A MEETING, or even a conversation, between Donald Trump and the leaders of the European Commission will not happen any time soon.

The EU is interested in the US as its biggest market, but the Trump agenda is domestic and he sees little political capital in relations with Europe. However, when that does eventually happen, they will have one thing in common – a willingness to impose punitive duties on China.

The EU imposed duties on Chinese electric cars at the end of October, claiming government subsidies damage battery and car producers in Europe. If reports are right about the government thinking again about targets for electric car sales, this problem runs deeper. People are simply not convinced about electric cars. The Trump plan, promised from his first day as president, is to slap tariffs on goods coming from China, Mexico and Canada. He says this will protect American jobs, but consumers are not convinced, because they fear higher prices. His actions would break both World Trade Organisation rules and a free trade customs union between the US, Mexico and Canada, known as NAFTA, which began in the 1990s.

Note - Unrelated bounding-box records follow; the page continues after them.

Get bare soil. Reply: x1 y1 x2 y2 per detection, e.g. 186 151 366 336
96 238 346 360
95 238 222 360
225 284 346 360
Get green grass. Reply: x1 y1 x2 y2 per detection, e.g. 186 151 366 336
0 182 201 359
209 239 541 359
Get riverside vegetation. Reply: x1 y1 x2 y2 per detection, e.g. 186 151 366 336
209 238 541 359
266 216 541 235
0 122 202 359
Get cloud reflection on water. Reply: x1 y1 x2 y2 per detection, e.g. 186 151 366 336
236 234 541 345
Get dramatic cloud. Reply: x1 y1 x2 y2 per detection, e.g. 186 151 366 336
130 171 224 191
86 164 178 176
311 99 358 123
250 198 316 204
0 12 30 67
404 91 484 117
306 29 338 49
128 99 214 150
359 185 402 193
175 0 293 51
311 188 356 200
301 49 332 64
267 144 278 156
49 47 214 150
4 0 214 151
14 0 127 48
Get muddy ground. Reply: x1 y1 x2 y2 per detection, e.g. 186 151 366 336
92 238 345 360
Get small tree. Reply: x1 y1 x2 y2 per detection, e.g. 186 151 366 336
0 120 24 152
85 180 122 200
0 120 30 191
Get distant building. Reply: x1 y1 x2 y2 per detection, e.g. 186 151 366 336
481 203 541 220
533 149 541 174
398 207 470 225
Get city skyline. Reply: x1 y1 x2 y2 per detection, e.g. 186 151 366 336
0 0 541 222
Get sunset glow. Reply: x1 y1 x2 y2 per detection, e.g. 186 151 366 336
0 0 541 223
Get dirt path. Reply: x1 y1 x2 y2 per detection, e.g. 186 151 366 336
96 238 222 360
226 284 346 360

Time will tell whether this is for real, but all trade barriers damage economic growth. This is accepted by all global trade bodies, including the OECD (Organisation for Economic Cooperation and Development) which represents developed economies. Particularly in agriculture, the more countries move away from open markets the greater the damage to growth. Those being hit with tariffs inevitably retaliate – another example of the adage that an eye for an eye leaves everyone blind. The EU is waiting for China to react over electric cars and it knows food and agriculture will be in the firing line.

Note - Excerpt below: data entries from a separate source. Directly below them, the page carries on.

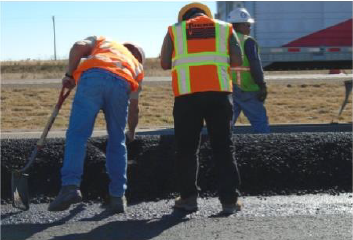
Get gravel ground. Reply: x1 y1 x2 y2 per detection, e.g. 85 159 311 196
1 193 352 240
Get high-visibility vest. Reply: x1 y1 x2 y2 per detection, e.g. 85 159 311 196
168 16 233 97
73 37 144 91
231 33 260 92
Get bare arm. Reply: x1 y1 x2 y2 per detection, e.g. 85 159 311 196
161 33 173 70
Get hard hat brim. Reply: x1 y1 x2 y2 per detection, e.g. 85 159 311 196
178 3 213 22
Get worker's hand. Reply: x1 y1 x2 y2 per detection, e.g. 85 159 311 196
257 83 267 102
125 131 135 144
62 76 76 90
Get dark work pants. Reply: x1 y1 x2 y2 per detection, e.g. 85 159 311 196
173 92 240 203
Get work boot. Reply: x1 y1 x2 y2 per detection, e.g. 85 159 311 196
48 185 82 211
109 196 127 213
221 199 242 215
174 195 198 212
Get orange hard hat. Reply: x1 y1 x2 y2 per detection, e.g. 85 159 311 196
178 2 213 22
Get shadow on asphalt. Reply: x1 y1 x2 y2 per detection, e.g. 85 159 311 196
50 211 188 240
1 204 85 240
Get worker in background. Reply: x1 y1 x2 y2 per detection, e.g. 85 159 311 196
161 3 242 214
48 36 145 213
227 8 270 133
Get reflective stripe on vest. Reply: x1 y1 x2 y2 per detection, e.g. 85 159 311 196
231 33 259 92
172 17 232 95
73 37 144 91
230 67 250 86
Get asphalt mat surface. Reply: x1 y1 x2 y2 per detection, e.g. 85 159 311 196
1 193 352 240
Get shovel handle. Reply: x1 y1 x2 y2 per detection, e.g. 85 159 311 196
18 87 71 172
37 86 71 146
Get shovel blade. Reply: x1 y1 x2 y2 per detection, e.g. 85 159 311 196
11 172 29 211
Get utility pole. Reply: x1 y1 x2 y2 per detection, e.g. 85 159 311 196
53 16 56 61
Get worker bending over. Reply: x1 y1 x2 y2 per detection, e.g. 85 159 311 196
48 37 145 213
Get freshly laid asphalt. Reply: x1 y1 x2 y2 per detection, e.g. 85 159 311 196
0 75 353 240
1 193 352 240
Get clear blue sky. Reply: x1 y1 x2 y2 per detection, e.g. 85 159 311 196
0 1 216 61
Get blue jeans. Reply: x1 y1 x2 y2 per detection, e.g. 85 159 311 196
232 84 270 133
61 68 130 197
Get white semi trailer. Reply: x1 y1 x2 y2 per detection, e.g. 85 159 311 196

That would be a big blow, given that China, along with the US, is one of the EU’s top export markets for food and drink.

The UK has resisted following the EU lead over Chinese cars, mainly because we do not have much of an electric car or battery industry to protect. We could gain if tariffs on EU food exports are imposed and this would be a bonus for key sectors of agriculture.

However, any gain would be short term and open markets remain a better option. For the government, even a temporary gain would be welcome. It needs to build bridges with the farming industry, given that it is sticking to its inheritance tax plans, regardless of all economic arguments.

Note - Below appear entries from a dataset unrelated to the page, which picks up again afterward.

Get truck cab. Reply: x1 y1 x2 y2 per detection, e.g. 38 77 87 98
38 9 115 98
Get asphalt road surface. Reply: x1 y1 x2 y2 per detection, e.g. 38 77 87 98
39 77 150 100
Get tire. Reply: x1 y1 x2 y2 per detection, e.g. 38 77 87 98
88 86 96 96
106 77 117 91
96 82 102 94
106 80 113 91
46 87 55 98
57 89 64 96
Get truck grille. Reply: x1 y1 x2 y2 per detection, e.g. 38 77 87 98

So ridiculous has this become over a paltry £500m of a £44bn tax grab that it is beginning to look like a personal vendetta by Rachel Reeves against landowners. She is being supported by a weak and now unpopular Prime Minister, backing himself into a corner to placate a far from impressive Chancellor.

Back on the other side of the Atlantic, one of Trump’s last picks for government positions was his secretary of state for agriculture. She is Brooke Rollins, predictably another right-wing pro-Trump advocate and lawyer, but with a first degree from a top Texas university in agricultural development. What is interesting is the brief Trump has set.

It contrasts with the game plan for any farm minister here. He has told her the job is to ‘protect’ American farmers who are the ‘backbone of the country’. They are also loyal Trump supporters in key Midwest states. In typical Trump style, he has told her to protect America’s self-sufficiency in food and drive the restoration of agriculture-dependent small towns. A big part of her challenge will be to drive up US food exports while Trump is risking a situation where US exports will face punitive tariffs in response to his imposition of tariffs as part of his MAGA – make America great again – philosophy.

Farmers here are unlikely to look with much envy towards their American counterparts, despite the road map set out by Trump for the incoming US agriculture secretary. One interesting lesson from the US is that it has always separated the agriculture and environment briefs, because it sees these as conflicting policies. In the EU, animal welfare has now been separated from agriculture and given to the health commissioner, while environment has always been a single brief. In the UK, the loss of political influence for agriculture began when, thanks to a Labour manifesto commitment, MAFF became Defra in 2001.

Agriculture then became the very poor relation to the environment in the Defra brief.